Chapter 4 Implementation of Seurat Analysis

In this section we will review how to run the Seurat analysis. Subsequent sections will explain individual parts of the code. This section is dedicated to running the code.

4.1 Save scripts and set paths

Download STEP_part_1 and save it to C:/Users/(insert user name).

There are three files that need to be downloaded for STEP analysis. The first file is a python script called neighbors.py. This file needs to be saved to C:/Users/(insert user name).

Next, download STEP_part_2. Save the file to C:/Users/(insert user name).
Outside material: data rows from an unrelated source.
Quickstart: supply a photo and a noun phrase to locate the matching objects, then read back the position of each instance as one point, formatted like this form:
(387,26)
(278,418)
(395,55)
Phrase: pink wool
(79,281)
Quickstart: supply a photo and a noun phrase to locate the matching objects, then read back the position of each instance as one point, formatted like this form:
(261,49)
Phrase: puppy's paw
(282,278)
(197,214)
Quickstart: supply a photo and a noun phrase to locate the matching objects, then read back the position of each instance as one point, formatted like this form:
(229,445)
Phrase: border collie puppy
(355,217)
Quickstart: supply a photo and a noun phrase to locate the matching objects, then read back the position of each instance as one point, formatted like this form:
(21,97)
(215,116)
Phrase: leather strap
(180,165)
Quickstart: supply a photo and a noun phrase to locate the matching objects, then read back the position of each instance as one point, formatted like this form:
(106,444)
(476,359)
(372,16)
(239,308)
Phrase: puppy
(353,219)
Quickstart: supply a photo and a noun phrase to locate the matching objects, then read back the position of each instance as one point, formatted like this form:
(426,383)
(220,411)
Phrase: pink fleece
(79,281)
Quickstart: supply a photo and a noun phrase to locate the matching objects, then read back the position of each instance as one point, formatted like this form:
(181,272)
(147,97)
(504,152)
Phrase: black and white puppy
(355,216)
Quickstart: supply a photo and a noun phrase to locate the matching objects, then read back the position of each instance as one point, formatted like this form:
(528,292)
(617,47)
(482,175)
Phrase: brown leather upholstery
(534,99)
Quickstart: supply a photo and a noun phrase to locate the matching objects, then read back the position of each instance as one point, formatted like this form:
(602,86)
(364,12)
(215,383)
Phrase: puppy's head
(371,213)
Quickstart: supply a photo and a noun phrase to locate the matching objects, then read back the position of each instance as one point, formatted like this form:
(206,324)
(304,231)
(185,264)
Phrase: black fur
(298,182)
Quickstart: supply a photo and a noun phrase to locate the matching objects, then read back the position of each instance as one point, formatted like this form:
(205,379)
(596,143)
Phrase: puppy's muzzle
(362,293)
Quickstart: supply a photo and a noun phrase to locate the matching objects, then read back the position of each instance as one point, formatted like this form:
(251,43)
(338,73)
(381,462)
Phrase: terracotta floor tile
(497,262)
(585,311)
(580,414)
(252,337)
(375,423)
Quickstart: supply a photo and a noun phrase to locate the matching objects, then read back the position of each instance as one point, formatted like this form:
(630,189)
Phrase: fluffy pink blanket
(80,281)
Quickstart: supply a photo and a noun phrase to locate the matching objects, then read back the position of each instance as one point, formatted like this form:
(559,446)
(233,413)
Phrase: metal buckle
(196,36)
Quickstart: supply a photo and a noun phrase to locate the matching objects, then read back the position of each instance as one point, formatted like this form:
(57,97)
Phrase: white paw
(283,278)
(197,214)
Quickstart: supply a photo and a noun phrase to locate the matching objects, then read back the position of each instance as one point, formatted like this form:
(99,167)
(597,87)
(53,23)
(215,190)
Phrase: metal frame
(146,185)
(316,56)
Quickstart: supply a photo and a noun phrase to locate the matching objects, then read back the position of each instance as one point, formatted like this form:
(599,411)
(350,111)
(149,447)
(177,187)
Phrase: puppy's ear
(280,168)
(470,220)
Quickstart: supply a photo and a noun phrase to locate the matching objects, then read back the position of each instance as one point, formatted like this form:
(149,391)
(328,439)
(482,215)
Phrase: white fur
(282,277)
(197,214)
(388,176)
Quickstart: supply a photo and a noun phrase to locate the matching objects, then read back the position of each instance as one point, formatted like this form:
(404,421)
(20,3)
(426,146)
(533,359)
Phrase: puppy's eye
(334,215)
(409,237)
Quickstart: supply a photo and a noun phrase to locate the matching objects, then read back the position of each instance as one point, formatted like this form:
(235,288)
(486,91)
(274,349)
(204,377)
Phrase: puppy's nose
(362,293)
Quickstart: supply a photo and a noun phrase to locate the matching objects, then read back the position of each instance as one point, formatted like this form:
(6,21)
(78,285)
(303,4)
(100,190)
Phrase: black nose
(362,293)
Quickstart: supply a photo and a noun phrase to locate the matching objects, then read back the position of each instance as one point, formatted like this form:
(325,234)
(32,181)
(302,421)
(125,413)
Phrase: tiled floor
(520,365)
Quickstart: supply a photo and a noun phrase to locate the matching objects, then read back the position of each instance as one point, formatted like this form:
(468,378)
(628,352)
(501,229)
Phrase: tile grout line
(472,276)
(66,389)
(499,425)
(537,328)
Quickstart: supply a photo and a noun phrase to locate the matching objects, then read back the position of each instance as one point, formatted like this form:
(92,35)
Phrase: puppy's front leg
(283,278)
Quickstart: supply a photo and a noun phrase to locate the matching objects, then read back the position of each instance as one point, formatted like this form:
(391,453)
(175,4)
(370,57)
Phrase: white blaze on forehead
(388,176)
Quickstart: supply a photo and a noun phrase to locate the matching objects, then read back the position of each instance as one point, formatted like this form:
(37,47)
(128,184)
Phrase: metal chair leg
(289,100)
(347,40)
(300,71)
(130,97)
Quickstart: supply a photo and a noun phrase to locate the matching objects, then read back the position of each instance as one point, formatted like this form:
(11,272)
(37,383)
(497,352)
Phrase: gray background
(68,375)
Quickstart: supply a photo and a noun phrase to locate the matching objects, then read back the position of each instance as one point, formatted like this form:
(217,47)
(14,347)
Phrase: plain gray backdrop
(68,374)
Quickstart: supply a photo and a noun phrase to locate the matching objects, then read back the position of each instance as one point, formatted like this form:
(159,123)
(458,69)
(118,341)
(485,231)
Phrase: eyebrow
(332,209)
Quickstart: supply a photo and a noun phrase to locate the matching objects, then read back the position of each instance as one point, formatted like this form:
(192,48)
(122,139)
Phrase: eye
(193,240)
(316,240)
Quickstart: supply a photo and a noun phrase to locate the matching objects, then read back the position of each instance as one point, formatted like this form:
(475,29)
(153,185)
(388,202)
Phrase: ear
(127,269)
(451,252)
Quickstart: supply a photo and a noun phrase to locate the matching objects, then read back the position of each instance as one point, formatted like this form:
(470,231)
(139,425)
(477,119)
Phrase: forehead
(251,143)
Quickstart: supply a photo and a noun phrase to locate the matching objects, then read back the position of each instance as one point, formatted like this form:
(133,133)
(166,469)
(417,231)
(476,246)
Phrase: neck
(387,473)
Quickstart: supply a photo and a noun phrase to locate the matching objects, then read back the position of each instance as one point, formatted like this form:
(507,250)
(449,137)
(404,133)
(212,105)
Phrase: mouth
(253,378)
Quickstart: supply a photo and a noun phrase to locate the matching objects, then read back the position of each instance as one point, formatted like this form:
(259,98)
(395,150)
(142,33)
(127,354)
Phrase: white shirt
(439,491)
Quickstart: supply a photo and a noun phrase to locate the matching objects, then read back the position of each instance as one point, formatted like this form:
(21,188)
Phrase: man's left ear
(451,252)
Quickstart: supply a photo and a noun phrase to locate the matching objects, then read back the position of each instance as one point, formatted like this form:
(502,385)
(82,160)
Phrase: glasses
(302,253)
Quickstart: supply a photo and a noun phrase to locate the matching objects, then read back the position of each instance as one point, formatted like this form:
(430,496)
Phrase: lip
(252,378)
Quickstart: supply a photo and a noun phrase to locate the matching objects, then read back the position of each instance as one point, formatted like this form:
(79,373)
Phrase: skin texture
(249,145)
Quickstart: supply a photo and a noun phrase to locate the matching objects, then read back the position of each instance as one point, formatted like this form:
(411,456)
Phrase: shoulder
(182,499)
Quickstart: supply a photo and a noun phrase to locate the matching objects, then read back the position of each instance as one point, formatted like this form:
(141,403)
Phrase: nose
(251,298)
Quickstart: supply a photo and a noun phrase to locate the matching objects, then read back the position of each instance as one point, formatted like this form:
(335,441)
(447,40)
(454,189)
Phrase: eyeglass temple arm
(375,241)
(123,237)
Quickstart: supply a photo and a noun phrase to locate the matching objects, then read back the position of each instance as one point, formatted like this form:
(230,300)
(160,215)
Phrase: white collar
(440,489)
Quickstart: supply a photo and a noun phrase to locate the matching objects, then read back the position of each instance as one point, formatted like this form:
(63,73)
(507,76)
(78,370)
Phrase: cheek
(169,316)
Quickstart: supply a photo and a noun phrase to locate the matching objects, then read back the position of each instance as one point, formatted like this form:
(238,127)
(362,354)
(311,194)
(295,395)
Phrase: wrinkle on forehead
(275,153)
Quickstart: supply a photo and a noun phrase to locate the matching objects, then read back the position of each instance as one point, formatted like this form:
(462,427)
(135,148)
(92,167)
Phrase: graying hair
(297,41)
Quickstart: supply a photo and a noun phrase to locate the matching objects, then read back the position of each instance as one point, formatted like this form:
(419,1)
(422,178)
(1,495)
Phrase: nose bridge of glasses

Open STEP_part_2.Rmd by double clicking on the file. Scroll down to line 334. You will see a chunk of code that looks like:

############################# USER INPUT REQUIRED ##############################
#Chunk 4
#source_python("C:\\Users\\(user name)\\neighbors.py")#line 334 of STEP_part_2
################################################################################

In Windows my user name is gcarlson as shown in Figure 12. So line 334 of STEP_part_2 becomes:

############################# USER INPUT REQUIRED ##############################
#Chunk 4
#source_python("C:\\Users\\gcarlson\\neighbors.py")#line 334 of STEP_part_2
################################################################################

Figure 12. Example of Windows username.

On line 18 of STEP_part_1 update the path so that it points to STEP_part_2 as shown below:

#Chunk 1
#Open packages required for use
#install.load::install_load('reticulate','plyr', 'openxlsx', 'readxl', 'magrittr', 'purrr', 'ggplot2','Seurat', 'tidyverse', 'patchwork', 'dplyr', 'BiocManager', 'cowplot', 'svDialogs', 'knitr')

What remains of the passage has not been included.